Who: UBCO students, faculty, staff, the public
What: 14 Not Forgotten ceremony
Where: UBCO Engineering, Management and Education building and amphitheatre, 1137 Alumni Avenue, Kelowna
When: Friday, December 6, 10 to 11:30 am
UBC Okanagan’s School of Engineering invites the public to attend its annual 14 Not Forgotten memorial ceremony on December 6, honouring the women whose lives were lost in the École Polytechnique massacre.
This year marks the 35th anniversary of the tragedy.
“Every December, our campus community comes together to honour the memory of the women killed in 1989 at Montreal’s École Polytechnique in a brutal act of femicide. Thirty-five years on, this gender-based act of violence remains as raw and shocking as the day it took place,” says Dr. Lesley Cormack, Principal and Deputy Vice-Chancellor of UBC Okanagan.

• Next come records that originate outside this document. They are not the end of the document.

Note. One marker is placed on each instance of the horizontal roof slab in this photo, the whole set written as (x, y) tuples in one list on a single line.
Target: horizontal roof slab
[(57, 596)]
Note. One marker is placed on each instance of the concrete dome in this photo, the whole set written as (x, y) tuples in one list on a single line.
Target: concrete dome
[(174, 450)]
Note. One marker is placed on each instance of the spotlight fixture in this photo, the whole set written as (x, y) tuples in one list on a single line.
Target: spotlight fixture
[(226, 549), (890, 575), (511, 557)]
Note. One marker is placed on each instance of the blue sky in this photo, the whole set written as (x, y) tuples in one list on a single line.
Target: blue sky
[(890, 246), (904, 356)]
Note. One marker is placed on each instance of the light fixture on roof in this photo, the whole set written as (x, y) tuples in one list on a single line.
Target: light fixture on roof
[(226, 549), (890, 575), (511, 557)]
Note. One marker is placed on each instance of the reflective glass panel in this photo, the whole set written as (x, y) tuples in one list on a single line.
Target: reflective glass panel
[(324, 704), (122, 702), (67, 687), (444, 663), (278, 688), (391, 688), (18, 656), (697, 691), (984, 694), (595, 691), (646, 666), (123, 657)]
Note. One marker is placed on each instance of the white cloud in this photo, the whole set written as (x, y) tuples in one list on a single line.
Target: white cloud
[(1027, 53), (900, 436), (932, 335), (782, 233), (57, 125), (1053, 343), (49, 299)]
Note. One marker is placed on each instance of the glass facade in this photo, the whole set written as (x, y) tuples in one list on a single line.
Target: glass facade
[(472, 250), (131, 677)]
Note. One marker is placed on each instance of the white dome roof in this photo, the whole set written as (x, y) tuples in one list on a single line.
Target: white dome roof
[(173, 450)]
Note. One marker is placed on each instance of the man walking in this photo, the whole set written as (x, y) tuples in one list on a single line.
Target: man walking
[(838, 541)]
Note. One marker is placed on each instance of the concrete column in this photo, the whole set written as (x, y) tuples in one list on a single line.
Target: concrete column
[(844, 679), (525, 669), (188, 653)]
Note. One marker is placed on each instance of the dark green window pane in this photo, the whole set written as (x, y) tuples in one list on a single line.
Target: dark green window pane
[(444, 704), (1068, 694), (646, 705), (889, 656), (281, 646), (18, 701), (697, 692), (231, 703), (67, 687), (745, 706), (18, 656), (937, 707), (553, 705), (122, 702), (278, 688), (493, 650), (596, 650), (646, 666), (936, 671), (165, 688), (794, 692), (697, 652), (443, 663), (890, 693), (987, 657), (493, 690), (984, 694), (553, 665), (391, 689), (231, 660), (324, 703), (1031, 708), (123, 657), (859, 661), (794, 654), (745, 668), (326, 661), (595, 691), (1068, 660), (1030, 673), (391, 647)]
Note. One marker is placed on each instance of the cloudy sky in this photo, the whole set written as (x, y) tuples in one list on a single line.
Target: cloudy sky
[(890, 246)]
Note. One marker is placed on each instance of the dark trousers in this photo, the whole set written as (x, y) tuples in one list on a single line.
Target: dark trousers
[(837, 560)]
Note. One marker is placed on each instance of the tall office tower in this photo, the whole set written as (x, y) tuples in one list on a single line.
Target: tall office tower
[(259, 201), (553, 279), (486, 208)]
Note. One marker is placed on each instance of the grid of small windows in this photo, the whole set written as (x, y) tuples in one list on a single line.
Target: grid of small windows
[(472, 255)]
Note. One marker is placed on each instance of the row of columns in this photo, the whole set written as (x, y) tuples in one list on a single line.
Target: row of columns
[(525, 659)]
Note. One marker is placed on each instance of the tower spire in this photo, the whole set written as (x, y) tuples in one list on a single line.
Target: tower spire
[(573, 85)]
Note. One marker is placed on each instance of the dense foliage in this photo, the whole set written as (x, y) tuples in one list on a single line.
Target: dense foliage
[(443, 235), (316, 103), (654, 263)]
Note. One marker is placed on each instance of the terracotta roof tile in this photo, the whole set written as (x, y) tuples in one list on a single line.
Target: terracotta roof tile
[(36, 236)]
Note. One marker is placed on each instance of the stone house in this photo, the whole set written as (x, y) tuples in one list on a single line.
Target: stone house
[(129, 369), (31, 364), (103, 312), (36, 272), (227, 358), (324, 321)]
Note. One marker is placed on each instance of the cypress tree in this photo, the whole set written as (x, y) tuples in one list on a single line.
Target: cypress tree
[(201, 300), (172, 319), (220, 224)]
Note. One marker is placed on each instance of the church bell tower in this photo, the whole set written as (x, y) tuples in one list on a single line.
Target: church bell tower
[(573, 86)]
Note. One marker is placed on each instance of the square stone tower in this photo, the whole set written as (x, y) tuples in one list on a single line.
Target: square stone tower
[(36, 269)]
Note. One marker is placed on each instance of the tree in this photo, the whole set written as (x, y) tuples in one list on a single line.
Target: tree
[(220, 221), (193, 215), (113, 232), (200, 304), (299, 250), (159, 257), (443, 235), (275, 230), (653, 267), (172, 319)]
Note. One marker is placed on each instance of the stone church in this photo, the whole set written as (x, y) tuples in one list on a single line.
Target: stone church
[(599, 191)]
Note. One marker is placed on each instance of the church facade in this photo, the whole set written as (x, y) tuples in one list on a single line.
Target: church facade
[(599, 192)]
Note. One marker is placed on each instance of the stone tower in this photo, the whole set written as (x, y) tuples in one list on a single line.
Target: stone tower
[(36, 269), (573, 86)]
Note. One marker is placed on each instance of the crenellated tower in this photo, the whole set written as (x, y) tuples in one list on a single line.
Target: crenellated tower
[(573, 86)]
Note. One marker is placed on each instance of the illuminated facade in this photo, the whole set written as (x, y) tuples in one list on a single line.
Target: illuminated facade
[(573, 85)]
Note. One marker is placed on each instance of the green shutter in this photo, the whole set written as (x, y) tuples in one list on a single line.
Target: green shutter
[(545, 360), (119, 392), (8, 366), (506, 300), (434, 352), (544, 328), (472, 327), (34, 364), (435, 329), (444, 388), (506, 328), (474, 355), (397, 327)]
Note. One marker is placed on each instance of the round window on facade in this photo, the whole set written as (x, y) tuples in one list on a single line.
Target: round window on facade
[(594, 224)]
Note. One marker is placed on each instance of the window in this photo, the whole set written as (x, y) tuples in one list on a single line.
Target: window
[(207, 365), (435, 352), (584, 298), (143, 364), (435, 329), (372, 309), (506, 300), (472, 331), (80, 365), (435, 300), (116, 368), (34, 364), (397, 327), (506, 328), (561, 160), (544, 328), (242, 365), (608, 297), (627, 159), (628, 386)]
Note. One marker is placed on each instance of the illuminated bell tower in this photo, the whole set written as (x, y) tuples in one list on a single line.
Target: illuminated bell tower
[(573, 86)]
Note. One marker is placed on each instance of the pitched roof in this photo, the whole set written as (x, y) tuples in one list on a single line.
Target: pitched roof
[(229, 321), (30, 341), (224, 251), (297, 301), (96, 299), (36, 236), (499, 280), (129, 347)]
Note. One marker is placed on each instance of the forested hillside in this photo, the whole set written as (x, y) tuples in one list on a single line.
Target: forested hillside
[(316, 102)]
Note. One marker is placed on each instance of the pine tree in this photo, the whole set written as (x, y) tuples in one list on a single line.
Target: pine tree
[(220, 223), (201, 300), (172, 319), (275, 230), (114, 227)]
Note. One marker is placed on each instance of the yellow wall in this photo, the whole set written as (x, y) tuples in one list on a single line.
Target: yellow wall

“In addition to being an important act of remembrance, this ceremony serves as a call to action in which we affirm that, while there is no place for violence against women in our society, there is absolutely a place for women in every profession and discipline, including engineering.”
Ceremony attendees can also hear from guest speaker Bowinn Ma, MLA for North Vancouver-Lonsdale and BC’s Minister of Infrastructure.
“In Canada, 44 per cent of women experience physical or sexual violence in their lifetimes. The risk of gender-based violence is even higher for Indigenous and racialized women and girls, 2SLGBTQIA+ people and those with disabilities,” says Ma, herself an engineer.
“This is a day to remember the 14 women who were killed at Ecole Polytechnique in one of the most shocking acts of femicide in Canadian history. In their honour, we recommit to working together to end gender-based violence in all forms.”
Ma earned a civil engineering degree at UBC and a master’s degree from UBC’s Sauder School of Business.
The campus’s memorial fire bowl, titled For Future Matriarchs, will be lit for the December 6 event.
The fire bowl uses symbolic elements, including Quebec’s blue flag iris, traditional plants of the Syilx Okanagan Nation and Interior Salish basketry aesthetics.
The piece was created by internationally recognized Syilx artist Krista-Belle Stewart and Secwépemc artist Tania Willard, an Assistant Professor of Visual Arts in the Faculty of Creative and Critical Studies.
It will remain lit from 9:30 to 11:30 am and 3:30 to 5 pm on December 6. An indoor memorial will also be set up from 9 am to 4 pm in the Engineering, Management and Education building foyer.
UBCO’s 14 Not Forgotten Memorial commemorates the École Polytechnique tragedy and honours the lives and legacies of missing and murdered Indigenous women and girls, including LGBTQ and Two-Spirit people.
On December 6, 1989, an armed man walked into an engineering class at l’École Polytechnique de Montréal. After forcing the men to leave, the gunman began shooting—killing 14 women and wounding 10 others.
In response, Canada established December 6 as the National Day of Remembrance and Action on Violence against Women. This day serves as a reminder of the gender-based violence that persists today against women in Canada and around the world.
December 6 falls during the 16 Days of Activism Against Gender-based Violence, an annual international campaign that began on November 25, the International Day for the Elimination of Violence Against Women, and goes until December 10, Human Rights Day.